Connie Samaras,
"America Dreams"
(page 3 of 7)
II. Back to the Future
Figure 5 Connie Samaras
Buried Fifties Station
digital print
Courtesy of the artist
Since the mid 20th century, when the U.S. first began to seriously
squat the region, there have been three stations built at the South
Pole. The first, constructed by the military, was a series of modest
wooden structures not unlike those pictured in the 1951 film version of
The Thing, where aliens and humans duke it out at the North
Pole.[4]
Never removed, these buildings are now almost entirely iced over,
thus my image is an aerial photo of where the fifties station once
stood (see Figure 5). Built at the start of the
Cold War, the exposed vulnerability of these simple wooden modular units
personifies the theme of that era's Thing—"keep watching the
skies" for an externalized "threat" to a fictionally coherent American
"lower 48." Additionally, if one watches early film footage of
soldiers assembling these low-slung wooden kits (the walls often the
same height as the troops), the unassuming design for the (then) future
"space" colonization bears none of the markings of present day hyper
consumer economy. Instead, it harks back to the simple mail order
housing kits sold at the end of the 19th century by Montgomery Ward to
growing westward populations settling areas newly cleansed of indigenous
Americans.
Figure 6 Connie Samaras
Dome and Tunnels
digital print
Courtesy of the artist
The next station, perhaps the most iconic one, is the Buckminster
Fuller Dome built in the early 70s and now in the process of being
"decommissioned." Its interior set of red buildings have already been
removed (see Figure 6). In a sense, this edifice embodies
the legacies of contemporaneous social change movements, predominantly
Fuller's utopic (thus somewhat problematic) environmentalist vision for
the collective stewardship of spaceship earth ("we are all astronauts")—one
that emphasizes individual responsibility, the power and primacy
of design, humanist ideology, and technology as the force of ultimate
liberation.[5]
It's interesting to consider that the Dome was designed
and built during the height of political activism in the U.S., including
the development of separatist movements among women, queers and people
of color, as well a highly visible anti-war movement critical of U.S.
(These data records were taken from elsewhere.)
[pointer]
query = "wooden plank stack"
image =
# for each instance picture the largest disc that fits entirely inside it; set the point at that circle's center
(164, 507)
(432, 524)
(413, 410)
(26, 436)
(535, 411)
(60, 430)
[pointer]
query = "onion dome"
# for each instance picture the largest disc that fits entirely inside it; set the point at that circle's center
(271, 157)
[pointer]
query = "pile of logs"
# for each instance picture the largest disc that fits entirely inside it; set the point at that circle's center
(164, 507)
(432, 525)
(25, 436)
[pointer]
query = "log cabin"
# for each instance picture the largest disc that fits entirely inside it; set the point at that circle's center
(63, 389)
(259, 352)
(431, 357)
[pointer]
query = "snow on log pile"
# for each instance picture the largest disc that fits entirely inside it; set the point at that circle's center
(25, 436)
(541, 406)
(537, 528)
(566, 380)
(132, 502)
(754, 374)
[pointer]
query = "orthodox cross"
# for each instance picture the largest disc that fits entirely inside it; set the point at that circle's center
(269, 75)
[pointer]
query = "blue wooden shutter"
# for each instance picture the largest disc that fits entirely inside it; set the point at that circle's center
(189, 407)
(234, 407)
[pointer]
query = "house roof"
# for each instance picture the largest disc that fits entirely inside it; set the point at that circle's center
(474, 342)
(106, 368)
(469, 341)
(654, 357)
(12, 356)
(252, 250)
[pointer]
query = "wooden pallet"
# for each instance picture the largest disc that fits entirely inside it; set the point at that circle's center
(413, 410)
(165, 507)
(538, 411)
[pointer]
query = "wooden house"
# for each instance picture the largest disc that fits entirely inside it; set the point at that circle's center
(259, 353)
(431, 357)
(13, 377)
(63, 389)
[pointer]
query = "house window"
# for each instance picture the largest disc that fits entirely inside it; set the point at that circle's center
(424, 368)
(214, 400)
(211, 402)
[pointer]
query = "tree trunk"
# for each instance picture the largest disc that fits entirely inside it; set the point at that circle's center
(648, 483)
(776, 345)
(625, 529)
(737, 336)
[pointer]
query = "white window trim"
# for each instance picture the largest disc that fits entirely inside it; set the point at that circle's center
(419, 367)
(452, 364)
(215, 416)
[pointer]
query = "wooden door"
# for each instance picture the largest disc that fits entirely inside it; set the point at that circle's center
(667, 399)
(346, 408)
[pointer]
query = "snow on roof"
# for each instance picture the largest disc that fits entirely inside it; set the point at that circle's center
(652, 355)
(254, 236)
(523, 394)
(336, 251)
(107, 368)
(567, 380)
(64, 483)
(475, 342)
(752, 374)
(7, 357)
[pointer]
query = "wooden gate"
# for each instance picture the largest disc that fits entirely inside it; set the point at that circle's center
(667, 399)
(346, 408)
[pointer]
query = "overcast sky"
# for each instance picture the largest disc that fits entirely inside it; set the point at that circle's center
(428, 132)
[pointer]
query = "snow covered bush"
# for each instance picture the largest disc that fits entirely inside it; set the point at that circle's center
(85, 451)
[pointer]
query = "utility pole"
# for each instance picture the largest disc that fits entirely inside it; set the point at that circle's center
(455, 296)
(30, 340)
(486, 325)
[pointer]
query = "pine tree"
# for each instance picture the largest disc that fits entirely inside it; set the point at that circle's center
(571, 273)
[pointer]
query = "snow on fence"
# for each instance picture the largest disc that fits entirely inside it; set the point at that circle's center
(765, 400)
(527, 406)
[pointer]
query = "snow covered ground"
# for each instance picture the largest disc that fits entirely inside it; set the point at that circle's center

imperialism and the then new war technologies like Napalm. The
humanistic aspects of Fuller's beliefs were, at the time, do doubt
comforting to those invested in the ongoing project of American
modernity, where the "good of mankind" and scientific rationality go
hand in hand and where the foundation of these ideas, masculinity and
whiteness, remain normalized. All this said, when compared to its
box-like, relatively enormous replacement, there was an undeniable magic
to being inside the Dome with its simultaneous layers of inside and out.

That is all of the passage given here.